- The Duncan upgrade is live.
- The upgrade is expected to speed up the blockchain and lower rollup fees.
Ethereum’s long-awaited “Dencun” upgrade went live Wednesday, setting the stage for a dramatic drop in the cost of using rollups like Arbitrum, Optimism, and Starknet.
Hours before the upgrade, sending Ether cost between $0.15 and $0.70 on leading rollups, according to l2fees.info, a website that tracks the cost of using the Ethereum-based blockchains.
Over time, that cost could plunge tenfold due to Dencun, though rollups must make accompanying upgrades for users to enjoy the full benefits of the upgrade. Developers behind Arbitrum and Optimism, the two largest rollups, will upgrade their blockchains to account for Dencun on Thursday.
The upgrade is a major advance for Ethereum, which has long been considered prohibitively slow and expensive given its proponents’ hope it will one day serve as a “world computer,” the foundational layer for a new suite of crypto-based financial applications, social networks, and more.
“We’ve been working on this thing for nine years — scaling Ethereum. And we’ve obviously not been able to keep up with demand,” Optimism co-founder Karl Floersch told DL News.
“We’re kind of leaving a phase, which is the scalability research phase,” he continued. “And now we’re entering the scaling engineering phase.”
Ethereum fees, also known as gas, fluctuate based on demand.
As the blockchain became popular, using Ethereum itself became expensive — on Wednesday, it cost almost $2 to send Ether from one wallet to another and more than $19 to swap tokens on decentralised exchanges.
Congestion led to the rise of separate blockchains known as rollups, or Layer 2s, which batch and compress transactions before appending them to Ethereum. This makes it possible to use Ethereum while dodging its notoriously high transaction fees.
There are now more than 40 rollups on Ethereum, according to L2BEAT, with at least 35 more in development. Over the past year, they have handled almost twice as many transactions as Ethereum itself, according to data collected by Jack Gorman, a data scientist at venture capital firm Variant Fund.
Wary of the tradeoffs that come with making Ethereum itself faster or cheaper, the distributed group of developers that plot Ethereum’s future have committed to a rollup-centric design.
Dencun reflects that commitment, according to Floersch. At first, rollups were “tacked on” to Ethereum — an afterthought.

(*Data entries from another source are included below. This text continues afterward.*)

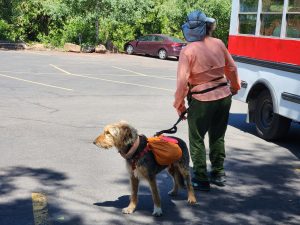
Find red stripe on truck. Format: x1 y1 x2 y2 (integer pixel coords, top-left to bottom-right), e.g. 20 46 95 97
228 35 300 65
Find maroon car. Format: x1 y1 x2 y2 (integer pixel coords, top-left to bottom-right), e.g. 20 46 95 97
124 34 186 59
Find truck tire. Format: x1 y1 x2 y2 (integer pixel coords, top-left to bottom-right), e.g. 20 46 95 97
254 90 291 141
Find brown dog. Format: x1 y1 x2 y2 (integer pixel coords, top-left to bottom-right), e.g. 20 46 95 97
94 121 196 216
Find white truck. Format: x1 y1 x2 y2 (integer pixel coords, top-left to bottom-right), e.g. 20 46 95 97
228 0 300 140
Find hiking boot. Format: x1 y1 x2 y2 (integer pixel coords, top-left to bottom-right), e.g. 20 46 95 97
192 178 210 191
210 173 226 187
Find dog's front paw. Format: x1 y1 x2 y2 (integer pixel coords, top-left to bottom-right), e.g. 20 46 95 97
168 190 178 196
122 207 134 214
152 206 162 217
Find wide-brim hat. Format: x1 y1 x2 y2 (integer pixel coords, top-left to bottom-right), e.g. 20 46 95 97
181 10 216 42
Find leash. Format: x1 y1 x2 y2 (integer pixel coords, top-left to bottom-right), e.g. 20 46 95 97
154 108 189 137
154 77 228 137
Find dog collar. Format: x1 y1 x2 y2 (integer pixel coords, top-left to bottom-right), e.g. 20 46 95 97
120 136 140 159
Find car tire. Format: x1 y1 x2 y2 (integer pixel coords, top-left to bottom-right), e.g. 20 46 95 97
158 49 168 59
254 90 291 141
126 45 133 55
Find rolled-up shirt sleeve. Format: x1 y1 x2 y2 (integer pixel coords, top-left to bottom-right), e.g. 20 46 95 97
223 44 241 91
173 52 190 114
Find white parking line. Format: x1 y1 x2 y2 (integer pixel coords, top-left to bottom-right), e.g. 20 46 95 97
112 66 176 80
49 64 174 92
0 74 73 91
31 193 51 225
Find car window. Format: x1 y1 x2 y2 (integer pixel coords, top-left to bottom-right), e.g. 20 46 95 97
153 36 164 42
139 35 152 41
168 37 184 43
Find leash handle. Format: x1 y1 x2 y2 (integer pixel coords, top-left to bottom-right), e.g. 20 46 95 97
154 110 187 137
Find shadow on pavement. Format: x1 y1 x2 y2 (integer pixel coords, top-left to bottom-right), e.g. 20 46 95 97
228 113 300 159
0 167 82 225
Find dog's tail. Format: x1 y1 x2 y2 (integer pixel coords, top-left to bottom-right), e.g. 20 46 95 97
172 168 185 188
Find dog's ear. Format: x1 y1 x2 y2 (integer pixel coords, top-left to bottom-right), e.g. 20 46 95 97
120 123 137 145
107 126 120 138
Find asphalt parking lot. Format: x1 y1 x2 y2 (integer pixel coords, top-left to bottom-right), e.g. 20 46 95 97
0 51 300 225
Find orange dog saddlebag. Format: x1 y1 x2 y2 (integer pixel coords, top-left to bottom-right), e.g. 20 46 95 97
147 135 182 166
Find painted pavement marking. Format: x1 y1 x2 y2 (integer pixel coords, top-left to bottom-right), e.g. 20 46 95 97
0 74 73 91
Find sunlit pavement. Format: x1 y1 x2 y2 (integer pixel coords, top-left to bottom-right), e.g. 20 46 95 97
0 51 300 225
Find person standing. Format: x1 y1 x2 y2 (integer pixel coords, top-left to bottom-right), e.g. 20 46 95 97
173 11 241 191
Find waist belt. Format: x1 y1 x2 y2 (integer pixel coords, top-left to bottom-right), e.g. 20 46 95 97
189 82 228 95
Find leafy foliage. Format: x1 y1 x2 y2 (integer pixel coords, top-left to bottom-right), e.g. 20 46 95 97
0 0 231 50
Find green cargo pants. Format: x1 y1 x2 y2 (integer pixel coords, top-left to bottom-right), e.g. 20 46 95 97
187 96 231 181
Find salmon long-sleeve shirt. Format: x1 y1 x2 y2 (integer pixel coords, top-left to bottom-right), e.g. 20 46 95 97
173 37 241 114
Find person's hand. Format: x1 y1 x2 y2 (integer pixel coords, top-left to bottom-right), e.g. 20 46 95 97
177 107 187 120
230 87 238 95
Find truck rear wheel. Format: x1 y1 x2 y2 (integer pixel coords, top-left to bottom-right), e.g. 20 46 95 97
254 90 291 140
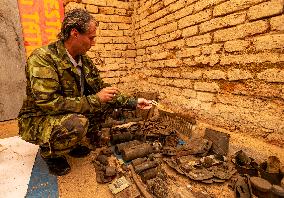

With Dencun, Ethereum is “actually being rearchitected so that now it can serve as a really solid foundation for scaling up Layer 2s,” he said.
Dencun lowers rollup fees by introducing “blobs,” or larger data packets, allowing the network to handle and store information attached to transactions more efficiently. It had no effect on the cost of using Ethereum itself, however.
Floersch believes reduced fees on rollups will make Ethereum far more popular over the coming months and years.
“Reducing fees is underrated,” he said. In addition to making Ethereum more affordable for users, lower fees makes it easier for Ethereum-based applications to pay for transactions on users’ behalf, “which means that you can then create a kind of gas-less experience.”
Lower fees can also encourage applications that were once prohibitively expensive, such as onchain order book exchanges, crypto-based video games, Roberto Bayardo, a software engineer at Base, previously told DL News.
The cost of using rollups will still vary with demand. If enough people use rollups in the future, gas could cost as much as it did pre-Dencun, Floersch said — or more.
But Dencun is just the beginning of Ethereum’s “Surge” phase as specified by a network roadmap from founder Vitalik Buterin. The end goal during this phase is to hit 100,000 transactions per second.
“We’re at the beginning of the new phase,” Floersch said.
“And it’ll take time for us to get there,” he continued. “But because we’ve made that leap … it’s a lot more credible that we’ll be able to scale up with demand.”